Ao final da segunda rodada do Mundial da África do Sul, a América Latina pode ser apontada como o maior vencedor até agora. Enquanto potências europeias tradicionais como França, Inglaterra, Espanha e Itália temem uma precoce e humilhante desclassificação, e os africanos lutam para garantir pelo menos um representante nas oitavas-de-final, os latino-americanos se impõem sobre o resto do mundo. México e Uruguai podem se classificar juntos em um grupo onde muitos viam França e os anfitriões da África do Sul como prováveis vitoriosos. O Brasil obteve sua classificação antes do jogo final, enquanto a Argentina impressionou e já está praticamente garantida na próxima fase. O Paraguai lidera seu grupo à frente da atual campeã, a Itália, e o Chile precisa agora de apenas um empate contra a Espanha para terminar como líder do grupo. A Copa da África tornou-se a Copa da América Latina.

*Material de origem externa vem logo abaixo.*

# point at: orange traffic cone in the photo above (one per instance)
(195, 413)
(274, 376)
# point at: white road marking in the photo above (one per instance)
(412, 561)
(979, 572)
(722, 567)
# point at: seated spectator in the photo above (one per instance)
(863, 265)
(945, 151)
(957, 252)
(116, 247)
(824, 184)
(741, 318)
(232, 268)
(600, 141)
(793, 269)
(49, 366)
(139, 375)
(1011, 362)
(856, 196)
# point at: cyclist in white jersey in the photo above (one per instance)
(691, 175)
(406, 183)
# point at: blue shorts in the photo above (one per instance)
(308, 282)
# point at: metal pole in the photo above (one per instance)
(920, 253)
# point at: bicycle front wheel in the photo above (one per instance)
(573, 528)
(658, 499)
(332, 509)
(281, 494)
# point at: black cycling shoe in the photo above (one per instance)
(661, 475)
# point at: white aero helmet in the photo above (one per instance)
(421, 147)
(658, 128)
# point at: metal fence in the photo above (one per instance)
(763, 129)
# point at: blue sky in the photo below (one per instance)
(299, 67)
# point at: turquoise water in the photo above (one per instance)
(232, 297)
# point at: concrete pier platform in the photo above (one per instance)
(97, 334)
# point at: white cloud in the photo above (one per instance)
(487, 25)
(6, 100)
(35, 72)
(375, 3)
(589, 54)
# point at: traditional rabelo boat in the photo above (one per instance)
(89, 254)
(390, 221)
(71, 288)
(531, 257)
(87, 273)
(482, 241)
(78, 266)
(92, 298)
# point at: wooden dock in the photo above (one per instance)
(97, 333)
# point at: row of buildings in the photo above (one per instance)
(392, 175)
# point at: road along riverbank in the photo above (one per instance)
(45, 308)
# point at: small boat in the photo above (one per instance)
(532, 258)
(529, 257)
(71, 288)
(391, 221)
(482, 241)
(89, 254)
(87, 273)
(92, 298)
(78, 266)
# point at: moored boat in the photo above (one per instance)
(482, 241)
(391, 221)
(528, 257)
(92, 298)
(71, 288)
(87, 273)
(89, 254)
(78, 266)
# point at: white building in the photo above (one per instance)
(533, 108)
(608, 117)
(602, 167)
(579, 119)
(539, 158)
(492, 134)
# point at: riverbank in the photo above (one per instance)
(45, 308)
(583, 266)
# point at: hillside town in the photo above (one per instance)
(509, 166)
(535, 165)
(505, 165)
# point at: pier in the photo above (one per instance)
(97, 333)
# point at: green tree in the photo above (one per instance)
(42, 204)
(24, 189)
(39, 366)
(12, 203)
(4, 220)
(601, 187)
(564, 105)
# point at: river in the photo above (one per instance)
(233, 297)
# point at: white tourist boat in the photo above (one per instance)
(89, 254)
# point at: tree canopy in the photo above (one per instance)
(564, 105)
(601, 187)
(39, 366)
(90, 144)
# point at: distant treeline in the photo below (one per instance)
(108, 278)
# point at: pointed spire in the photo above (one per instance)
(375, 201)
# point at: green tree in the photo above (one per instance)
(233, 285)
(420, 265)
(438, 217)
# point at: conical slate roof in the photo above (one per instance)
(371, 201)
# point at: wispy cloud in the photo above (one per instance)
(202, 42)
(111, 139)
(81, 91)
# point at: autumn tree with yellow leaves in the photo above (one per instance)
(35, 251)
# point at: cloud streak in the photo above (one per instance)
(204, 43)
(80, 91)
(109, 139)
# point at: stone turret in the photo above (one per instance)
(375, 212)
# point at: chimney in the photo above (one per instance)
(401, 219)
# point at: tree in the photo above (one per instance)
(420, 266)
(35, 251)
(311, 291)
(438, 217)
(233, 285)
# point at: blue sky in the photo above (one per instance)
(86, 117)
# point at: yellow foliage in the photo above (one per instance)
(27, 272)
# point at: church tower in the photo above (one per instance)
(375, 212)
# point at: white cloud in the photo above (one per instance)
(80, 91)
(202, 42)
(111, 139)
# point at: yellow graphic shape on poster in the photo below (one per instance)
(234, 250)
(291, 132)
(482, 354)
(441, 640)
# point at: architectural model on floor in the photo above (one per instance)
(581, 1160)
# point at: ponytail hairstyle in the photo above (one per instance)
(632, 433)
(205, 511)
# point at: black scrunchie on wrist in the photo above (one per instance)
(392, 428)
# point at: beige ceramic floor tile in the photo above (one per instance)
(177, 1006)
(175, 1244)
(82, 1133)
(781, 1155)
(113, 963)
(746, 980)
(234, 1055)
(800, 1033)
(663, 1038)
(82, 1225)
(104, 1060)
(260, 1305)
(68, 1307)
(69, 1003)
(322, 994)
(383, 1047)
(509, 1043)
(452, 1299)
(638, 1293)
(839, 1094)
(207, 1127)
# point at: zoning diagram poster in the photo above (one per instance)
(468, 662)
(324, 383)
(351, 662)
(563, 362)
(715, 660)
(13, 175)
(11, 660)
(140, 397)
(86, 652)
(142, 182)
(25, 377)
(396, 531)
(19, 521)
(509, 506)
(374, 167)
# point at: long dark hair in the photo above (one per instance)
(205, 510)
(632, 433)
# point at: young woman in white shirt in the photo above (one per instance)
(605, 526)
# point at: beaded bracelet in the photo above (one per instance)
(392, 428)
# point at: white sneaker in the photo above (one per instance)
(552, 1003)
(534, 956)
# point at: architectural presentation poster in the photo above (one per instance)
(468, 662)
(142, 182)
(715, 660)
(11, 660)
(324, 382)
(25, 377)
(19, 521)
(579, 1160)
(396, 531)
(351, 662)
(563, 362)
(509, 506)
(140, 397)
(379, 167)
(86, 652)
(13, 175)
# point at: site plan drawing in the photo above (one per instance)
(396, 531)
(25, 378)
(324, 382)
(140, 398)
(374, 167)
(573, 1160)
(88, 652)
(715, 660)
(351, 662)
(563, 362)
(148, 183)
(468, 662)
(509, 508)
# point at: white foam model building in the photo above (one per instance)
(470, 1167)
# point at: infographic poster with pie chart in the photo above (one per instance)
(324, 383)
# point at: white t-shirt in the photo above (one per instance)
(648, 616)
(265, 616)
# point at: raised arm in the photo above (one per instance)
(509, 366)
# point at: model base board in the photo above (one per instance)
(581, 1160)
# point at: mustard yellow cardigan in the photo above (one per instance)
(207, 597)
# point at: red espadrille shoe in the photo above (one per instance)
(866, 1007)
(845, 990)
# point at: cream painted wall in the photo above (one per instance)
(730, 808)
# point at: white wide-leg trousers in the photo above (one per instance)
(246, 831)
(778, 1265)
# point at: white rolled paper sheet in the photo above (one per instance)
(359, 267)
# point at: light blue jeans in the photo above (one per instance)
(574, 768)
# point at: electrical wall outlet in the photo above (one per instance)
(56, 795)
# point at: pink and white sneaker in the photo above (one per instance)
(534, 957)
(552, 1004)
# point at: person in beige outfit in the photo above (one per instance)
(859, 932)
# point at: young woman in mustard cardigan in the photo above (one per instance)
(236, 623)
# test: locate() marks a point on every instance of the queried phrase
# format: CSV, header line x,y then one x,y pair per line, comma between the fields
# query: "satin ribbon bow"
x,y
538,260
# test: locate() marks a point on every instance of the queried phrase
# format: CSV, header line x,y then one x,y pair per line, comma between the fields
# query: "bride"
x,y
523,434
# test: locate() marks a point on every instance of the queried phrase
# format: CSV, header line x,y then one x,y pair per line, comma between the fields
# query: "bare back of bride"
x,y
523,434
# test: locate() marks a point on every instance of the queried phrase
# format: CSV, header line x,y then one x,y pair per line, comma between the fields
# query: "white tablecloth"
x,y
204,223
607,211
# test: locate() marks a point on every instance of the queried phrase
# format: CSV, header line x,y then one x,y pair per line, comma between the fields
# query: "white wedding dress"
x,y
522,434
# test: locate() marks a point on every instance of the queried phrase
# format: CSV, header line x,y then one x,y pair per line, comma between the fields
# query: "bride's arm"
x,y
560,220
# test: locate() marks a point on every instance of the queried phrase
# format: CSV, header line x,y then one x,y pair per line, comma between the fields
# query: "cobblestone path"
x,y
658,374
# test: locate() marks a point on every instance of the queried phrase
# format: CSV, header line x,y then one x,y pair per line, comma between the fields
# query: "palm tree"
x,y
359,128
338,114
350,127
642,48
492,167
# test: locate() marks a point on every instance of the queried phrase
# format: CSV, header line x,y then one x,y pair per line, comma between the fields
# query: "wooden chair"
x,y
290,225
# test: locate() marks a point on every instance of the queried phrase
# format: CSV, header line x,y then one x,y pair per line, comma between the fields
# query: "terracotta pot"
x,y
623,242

Seria apenas coincidência o fato de a região passar por um bom momento também fora de campo? Depois de praticamente duas décadas economicamente perdidas, de 80 e 90, que pelo menos tiraram a maior parte da região do ciclo do autoritarismo político, a América Latina é hoje levada mais a sério. Tráfico de drogas e violência urbana ainda assustam, como no caso do México. Mas a Colômbia acaba de concluir uma eleição que mostrou maturidade política e recompensou o governo por suas vitórias sobre a guerrilha. Uruguai, Paraguai e Equador recentemente elegeram governos de esquerda sem que isso desestabilizasse sua economia ou governabilidade. Peru e Brasil são exemplos de crescimento econômico em torno ou acima de 5%. Enquanto a mesma Europa que patina na Copa não consegue ver o fim de seus problemas econômicos, a América Latina saiu da crise mundial antes do previsto. Apesar do deslize de Honduras, do regime comunista cubano e de polêmicas envolvendo o governo da Venezuela, a região desfruta de estabilidade e liberdade políticas inéditas em sua história.

O passado nos reserva outras coincidências dentro e fora do campo. O tão sonhado tetracampeonato mundial brasileiro veio em 1994, exatamente quando entrava em vigor o real, a moeda símbolo de estabilidade que finalmente derrotou a hiperinflação. A vitória da Alemanha em 1990, ainda sob o nome de Alemanha Ocidental, simbolizou o nascimento de uma nova, unificada, poderosa nação, meses após a queda do Muro de Berlim. O primeiro título do Brasil ocorreu em uma época de investimentos e otimismo, durante a construção de Brasília e com Pelé simbolizando a força do Brasil emergente dos anos JK. A Argentina de 1986, apesar das dificuldades do governo de Raul Alfonsin, era uma nação confiante no futuro, três anos depois do fim de uma sangrenta ditadura militar. A Inglaterra conquistou seu único título em 1966, época extremamente estimulante para a Grã-Bretanha, com importantes mudanças culturais e sociais ao som dos Beatles e dos Rolling Stones.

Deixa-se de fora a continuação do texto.